When I became a mother, I had this most overwhelming instinct to protect my child. I had never felt something so strong before! This is what having a child does to you. Parents, both mother and father, are naturally wired to protect their progeny from getting hurt and would do anything to keep their little ones safe and alive. However the modern parenting has taken this urge way too seriously. Taking care of an infant is different from taking care of a baby.
Similarly, toddlers require different care and routines. But somehow I see many parents, including myself, forgetting these changes. We forget the boundaries differentiating the stages of childhood. As our babies grow, our parenting needs to grow as well. We need to stop doing things which we did for them when they were a baby. This is essential for their development and no way negligent. Our parents remembered these distinctions pretty well and did a great job raising us.
So why are we falling behind despite the increased parenting awareness? Perhaps the answer lies is our overindulgent, hyper style of parenting. While we think we are doing good, we are far from it. In fact we are actually raising children who will grow into incapable adults unable to carry on with the mundane jobs of life like self care, maintaining friendships and keeping themselves happy. As I pondered over this kind of parenting, though borne purely out of love, I made a list for myself. A list of things I would not do for my child as a parent.
1. Keep him entertained: No parent is responsible of keeping their children entertained through out the day. What parents are responsible is for providing safe, joyful and healthy environment. Once over 3years, it is the duty of the child to keep himself entertained for significant part of the day. Parents need to invest their time with children and not their entire days.
2. Buy every toy on the block: Toys are essential for all round development of children and when we expect them to keep themselves entertained. But we need to distinguish wants from needs. Not every toy is necessary. Many toys we buy are actually never played by children. Most of the times, a child has one or two favorites which do just as well to keep her entertained as do 10 toys which are never taken off the shelves.
3. Fight their battles: As children leave the safe confines of their home and enter school, they meet a lot more children. Each child has his unique upbringing and values. Some are very shy while others may be aggressive. Often, I see parents at a play date asking another child to share his/her toy with their child who is throwing a tantrum. This is unfair! No matter what, unless the parent feels that their child’s safety in being compromised, parents should stay away from resolving conflicts between children. This is the first social lesson they need. We should guide them, help them but not fight for them.

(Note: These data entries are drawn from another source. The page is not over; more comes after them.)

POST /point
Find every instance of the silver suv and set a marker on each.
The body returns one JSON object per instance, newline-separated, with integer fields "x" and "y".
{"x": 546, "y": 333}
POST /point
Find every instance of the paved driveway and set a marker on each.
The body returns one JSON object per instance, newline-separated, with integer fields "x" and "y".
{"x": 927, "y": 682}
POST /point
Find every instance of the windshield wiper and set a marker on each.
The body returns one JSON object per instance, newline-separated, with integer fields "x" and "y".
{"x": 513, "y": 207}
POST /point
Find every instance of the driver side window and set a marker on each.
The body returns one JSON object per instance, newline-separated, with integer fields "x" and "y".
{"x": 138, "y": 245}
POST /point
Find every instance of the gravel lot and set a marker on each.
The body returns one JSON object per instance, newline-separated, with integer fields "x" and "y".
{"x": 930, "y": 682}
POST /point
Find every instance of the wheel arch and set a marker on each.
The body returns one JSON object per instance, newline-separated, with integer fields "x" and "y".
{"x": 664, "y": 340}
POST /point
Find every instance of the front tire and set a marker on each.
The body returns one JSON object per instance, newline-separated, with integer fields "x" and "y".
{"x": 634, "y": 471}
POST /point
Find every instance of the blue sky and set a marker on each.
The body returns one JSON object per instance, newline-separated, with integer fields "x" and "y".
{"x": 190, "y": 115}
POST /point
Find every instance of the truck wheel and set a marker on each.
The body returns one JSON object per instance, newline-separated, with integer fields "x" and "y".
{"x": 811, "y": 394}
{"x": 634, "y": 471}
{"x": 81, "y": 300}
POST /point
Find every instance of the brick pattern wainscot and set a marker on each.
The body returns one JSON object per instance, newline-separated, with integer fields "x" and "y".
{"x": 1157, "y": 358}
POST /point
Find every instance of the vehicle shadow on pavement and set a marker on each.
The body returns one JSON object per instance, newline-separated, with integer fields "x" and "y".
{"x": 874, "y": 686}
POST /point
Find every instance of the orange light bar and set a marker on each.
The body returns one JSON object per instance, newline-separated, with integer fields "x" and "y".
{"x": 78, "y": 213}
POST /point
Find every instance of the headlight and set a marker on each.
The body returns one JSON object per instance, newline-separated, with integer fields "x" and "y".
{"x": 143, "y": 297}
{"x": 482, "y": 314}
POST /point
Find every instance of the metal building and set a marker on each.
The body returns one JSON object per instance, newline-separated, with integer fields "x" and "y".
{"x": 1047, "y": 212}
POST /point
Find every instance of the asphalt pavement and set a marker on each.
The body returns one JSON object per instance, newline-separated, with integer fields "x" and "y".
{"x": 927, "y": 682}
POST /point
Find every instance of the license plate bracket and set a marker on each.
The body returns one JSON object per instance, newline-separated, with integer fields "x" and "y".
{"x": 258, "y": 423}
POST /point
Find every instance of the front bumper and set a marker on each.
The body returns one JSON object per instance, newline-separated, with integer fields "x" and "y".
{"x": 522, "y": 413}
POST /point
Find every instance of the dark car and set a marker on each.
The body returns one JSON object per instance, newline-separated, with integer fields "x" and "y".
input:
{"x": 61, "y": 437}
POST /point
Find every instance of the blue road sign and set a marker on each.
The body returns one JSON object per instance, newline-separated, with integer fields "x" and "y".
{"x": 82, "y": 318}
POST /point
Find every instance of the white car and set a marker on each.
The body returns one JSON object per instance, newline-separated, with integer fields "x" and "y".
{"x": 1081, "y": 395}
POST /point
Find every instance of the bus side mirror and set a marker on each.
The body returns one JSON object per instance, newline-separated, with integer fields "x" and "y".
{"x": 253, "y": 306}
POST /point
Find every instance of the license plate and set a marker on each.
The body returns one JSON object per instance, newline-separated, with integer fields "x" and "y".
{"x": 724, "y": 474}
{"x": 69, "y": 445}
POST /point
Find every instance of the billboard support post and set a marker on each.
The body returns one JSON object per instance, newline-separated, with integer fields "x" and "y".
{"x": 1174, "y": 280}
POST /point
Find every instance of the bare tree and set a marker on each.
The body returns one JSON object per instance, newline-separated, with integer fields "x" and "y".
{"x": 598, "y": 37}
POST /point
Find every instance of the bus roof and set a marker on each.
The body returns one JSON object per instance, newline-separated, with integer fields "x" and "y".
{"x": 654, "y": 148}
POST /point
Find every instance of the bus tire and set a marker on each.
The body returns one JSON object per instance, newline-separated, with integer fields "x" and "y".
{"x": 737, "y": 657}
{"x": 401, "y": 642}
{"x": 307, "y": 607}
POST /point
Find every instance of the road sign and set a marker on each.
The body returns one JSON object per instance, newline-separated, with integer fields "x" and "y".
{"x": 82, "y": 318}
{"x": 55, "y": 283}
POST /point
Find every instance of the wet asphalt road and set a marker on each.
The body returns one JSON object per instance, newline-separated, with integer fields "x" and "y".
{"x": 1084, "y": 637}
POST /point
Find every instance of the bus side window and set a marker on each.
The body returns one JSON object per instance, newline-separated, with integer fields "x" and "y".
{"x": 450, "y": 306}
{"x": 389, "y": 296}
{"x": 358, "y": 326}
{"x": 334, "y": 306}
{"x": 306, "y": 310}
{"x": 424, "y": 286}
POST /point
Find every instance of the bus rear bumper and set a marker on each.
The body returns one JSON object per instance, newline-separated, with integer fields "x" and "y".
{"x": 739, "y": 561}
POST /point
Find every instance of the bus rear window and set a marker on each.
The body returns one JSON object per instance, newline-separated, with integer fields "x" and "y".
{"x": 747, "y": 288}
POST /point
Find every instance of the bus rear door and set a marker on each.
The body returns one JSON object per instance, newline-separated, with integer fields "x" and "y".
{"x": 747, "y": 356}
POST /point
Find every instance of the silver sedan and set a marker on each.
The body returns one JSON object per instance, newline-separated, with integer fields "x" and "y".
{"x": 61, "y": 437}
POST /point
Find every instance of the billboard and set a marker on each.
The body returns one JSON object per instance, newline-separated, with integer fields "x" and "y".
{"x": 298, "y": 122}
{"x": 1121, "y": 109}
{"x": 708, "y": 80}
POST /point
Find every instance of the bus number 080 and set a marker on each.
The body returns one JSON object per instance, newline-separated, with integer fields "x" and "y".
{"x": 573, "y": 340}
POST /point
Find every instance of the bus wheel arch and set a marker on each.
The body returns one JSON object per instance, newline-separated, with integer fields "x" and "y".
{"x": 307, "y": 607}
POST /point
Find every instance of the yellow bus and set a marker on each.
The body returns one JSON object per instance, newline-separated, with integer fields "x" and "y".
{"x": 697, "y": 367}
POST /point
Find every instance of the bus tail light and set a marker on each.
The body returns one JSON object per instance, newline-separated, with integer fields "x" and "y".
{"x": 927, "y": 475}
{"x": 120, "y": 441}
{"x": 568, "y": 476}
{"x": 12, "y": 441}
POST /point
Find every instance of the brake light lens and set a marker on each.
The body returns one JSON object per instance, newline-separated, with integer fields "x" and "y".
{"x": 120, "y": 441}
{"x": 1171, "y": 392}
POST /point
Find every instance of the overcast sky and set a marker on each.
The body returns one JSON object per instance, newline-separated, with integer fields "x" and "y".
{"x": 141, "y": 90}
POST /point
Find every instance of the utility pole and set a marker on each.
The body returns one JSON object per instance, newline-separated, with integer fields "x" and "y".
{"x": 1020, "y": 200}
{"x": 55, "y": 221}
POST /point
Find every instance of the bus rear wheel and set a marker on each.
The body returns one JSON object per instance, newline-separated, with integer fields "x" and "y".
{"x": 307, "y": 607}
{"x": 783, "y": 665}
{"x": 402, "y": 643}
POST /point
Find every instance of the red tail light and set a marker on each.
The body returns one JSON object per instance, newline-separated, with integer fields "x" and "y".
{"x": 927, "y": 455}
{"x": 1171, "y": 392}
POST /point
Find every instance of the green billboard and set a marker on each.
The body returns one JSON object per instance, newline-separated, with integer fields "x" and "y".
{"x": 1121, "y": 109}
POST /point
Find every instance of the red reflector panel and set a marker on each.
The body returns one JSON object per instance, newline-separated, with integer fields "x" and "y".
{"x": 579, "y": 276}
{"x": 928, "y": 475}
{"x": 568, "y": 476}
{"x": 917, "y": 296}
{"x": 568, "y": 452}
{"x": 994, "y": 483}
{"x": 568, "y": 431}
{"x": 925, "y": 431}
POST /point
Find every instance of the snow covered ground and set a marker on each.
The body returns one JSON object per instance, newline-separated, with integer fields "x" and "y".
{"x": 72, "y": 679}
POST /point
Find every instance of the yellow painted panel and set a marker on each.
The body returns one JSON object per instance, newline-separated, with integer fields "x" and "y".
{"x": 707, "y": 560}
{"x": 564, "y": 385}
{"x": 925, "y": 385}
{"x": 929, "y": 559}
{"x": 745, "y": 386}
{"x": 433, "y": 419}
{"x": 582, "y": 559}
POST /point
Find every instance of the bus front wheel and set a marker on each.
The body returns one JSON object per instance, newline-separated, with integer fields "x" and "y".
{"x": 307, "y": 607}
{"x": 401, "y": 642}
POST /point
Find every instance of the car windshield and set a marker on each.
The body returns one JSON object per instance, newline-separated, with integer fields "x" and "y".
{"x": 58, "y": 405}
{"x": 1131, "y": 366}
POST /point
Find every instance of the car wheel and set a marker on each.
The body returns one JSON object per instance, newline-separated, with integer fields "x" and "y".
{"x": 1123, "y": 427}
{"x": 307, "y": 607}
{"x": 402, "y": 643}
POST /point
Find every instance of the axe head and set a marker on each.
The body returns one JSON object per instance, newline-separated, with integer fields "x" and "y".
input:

4. Do their Homework: Now this happens a lot. I can say that when I see the craft works and coloring sheets on the class bulletin. We all know what are children are capable of and how good their motor and creative skills are. Of course, I too want my child to do his craft neatly and make it really pretty, but that should not make me do things for him. The craft aided by parent is surely very pretty but it certainly looses the purpose it aims to achieve.
So stop doing those crafts for your children to make them look like pinetrest crafts. Rather appreciate the creativity of your child. Same goes for coloring. Let them color the hair purple and the grass pink…its their time to experiment.
5. Throw the biggest, grandest birthday parties: I know children are fond of birthdays but its not in their nature to ask for the grandest, biggest party. All they want is to have fun with their friends and get those gifts. So we need to start budgeting the birthday parties so our children do not equate happiness with money.
6. Make them happy: My job as a parent is to love them unconditionally. Period! Parents are in no way accountable of keeping their children happy all the time. In fact I find this idea absurd! No one in his/her sane mind can experience only one emotion all the time. There are gamut of emotions waiting to be experienced and that’s what make our lives enriching. We cannot know happiness if we have not known sorrow. So stop beating yourself and your child to be happy all the time.
7. Do their chores: This one speaks for itself. Had we allowed our children to run their errands, much like our parents did, they would not need to take those like skills classes. Let them clean their shoes, dust their tables and wash their dishes.
8. Catch their every tear: Life is full of surprises…some nice and some not so nice. My child ran as fast as he could yet did not win the race. Its ok! He does not need a participation certificate for that. What he rather needs is to work harder next time and learn to take disappointments. How a child who is awarded a participation certificate every time she tries going to learn to take rejection for a job interview? I quite don’t understand. Let your child fall and teach her stand up again.
9. Feed them: This is the battle in every household. Anxious of their well being, we feed our children food way longer than we should. I fall in the same trap time and again. My son who is 5years now still wants me to feed him. He is an extremely slow eater. When self-feeding he eats half what he could have had I taken the job. This battle has been going on since he turned 3years. Its high time I leave him with his food alone and so should you.
10. Buy them what their friends have: Comparison is inevitable when children start school. With play dates, birthday invites comes a constant comparison of who has got what. I still remember when my 3year old son asked me to buy him binoculars just like the one his friend had. Children are innocent and are easily fascinated. And it is the job of parents to use better sense. So instead of getting him a binocular, I asked him to share his toys with this friend and take turns looking through the binoculars.
I told him that it is always better to have different toys than the same ones as in the latter case we end up with a wider range. It took lot of patience and iterations to convince him but it had to be done. Comparison is a loop and no parent would want their child to get caught in early.